2025-07-30 ジョンズ・ホプキンス大学(JHU)
<関連情報>
- https://hub.jhu.edu/2025/07/30/artificial-intelligence-handles-interruptions/
- https://arxiv.org/abs/2501.01568
会話ロボットの割り込み処理 Interruption Handling for Conversational Robots
Shiye Cao, Jiwon Moon, Amama Mahmood, Victor Nikhil Antony, Ziang Xiao, Anqi Liu, Chien-Ming Huang
arXiv last revised 26 Apr 2025 (this version, v2)
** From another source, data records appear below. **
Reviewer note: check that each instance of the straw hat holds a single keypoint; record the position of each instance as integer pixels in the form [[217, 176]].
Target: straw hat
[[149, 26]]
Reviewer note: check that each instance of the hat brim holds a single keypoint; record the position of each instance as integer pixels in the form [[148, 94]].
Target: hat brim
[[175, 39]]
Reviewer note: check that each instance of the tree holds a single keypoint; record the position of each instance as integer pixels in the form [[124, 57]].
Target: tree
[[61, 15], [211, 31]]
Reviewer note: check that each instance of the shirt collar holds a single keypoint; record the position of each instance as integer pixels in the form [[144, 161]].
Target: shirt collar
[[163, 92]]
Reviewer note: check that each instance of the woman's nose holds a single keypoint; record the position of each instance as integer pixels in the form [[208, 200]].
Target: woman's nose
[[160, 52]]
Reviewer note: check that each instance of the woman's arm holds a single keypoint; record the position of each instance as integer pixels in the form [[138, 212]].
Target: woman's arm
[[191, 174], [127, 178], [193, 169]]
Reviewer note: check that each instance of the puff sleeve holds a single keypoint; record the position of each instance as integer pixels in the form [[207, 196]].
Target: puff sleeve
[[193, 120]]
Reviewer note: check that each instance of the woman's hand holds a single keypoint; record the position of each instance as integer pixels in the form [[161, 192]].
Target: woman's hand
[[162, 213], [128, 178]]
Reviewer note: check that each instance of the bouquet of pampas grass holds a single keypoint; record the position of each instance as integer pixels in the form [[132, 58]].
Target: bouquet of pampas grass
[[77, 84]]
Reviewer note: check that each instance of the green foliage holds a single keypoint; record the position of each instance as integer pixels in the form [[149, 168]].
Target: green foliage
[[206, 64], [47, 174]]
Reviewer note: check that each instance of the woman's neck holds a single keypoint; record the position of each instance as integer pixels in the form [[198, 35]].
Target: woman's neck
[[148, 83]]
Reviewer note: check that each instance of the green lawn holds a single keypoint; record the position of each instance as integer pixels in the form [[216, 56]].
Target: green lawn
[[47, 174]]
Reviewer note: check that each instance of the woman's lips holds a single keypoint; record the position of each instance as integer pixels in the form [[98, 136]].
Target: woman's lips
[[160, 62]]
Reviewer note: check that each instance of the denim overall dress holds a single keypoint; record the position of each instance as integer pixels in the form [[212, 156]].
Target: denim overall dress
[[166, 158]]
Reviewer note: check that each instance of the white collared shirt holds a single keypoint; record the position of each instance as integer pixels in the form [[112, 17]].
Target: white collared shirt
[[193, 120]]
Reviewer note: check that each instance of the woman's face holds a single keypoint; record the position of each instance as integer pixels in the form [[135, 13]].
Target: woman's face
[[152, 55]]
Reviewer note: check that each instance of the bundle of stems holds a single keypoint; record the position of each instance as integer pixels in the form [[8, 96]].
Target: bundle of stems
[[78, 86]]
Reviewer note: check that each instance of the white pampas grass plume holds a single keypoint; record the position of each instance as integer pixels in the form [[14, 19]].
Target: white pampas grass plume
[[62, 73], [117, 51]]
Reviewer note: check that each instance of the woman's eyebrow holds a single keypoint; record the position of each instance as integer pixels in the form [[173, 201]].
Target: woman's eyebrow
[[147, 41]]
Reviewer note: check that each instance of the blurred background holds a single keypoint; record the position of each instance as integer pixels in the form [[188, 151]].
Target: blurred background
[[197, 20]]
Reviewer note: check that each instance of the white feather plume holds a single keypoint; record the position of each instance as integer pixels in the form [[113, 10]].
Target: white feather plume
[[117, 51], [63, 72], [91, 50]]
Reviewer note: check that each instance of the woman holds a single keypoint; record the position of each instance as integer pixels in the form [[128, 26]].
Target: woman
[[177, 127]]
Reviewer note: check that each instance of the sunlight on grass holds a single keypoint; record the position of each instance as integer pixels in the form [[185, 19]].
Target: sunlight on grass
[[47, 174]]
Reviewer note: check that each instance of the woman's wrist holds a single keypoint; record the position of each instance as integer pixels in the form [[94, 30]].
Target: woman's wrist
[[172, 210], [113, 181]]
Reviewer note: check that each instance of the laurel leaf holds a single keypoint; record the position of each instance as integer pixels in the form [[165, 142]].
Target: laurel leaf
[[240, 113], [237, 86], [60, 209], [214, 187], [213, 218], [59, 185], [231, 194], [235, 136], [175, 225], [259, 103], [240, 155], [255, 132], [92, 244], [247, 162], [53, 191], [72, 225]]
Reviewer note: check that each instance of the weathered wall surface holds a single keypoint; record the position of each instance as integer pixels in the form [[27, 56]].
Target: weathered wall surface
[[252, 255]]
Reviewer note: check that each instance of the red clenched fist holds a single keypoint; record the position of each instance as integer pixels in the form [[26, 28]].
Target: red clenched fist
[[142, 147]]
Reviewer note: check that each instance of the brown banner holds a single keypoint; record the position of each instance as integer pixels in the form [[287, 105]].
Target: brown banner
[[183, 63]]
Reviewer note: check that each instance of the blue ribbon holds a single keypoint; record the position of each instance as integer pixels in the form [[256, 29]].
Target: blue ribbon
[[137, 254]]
DOI:https://doi.org/10.48550/arXiv.2501.01568

Abstract
Interruptions, a fundamental component of human communication, can enhance the dynamism and effectiveness of conversations, but only when effectively managed by all parties involved. Despite advancements in robotic systems, state-of-the-art systems still have limited capabilities in handling user-initiated interruptions in real-time. Prior research has primarily focused on post hoc analysis of interruptions. To address this gap, we present a system that detects user-initiated interruptions and manages them in real-time based on the interrupter’s intent (i.e., cooperative agreement, cooperative assistance, cooperative clarification, or disruptive interruption). The system was designed based on interaction patterns identified from human-human interaction data. We integrated our system into an LLM-powered social robot and validated its effectiveness through a timed decision-making task and a contentious discussion task with 21 participants. Our system successfully handled 93.69% (n=104/111) of user-initiated interruptions. We discuss our learnings and their implications for designing interruption-handling behaviors in conversational robots.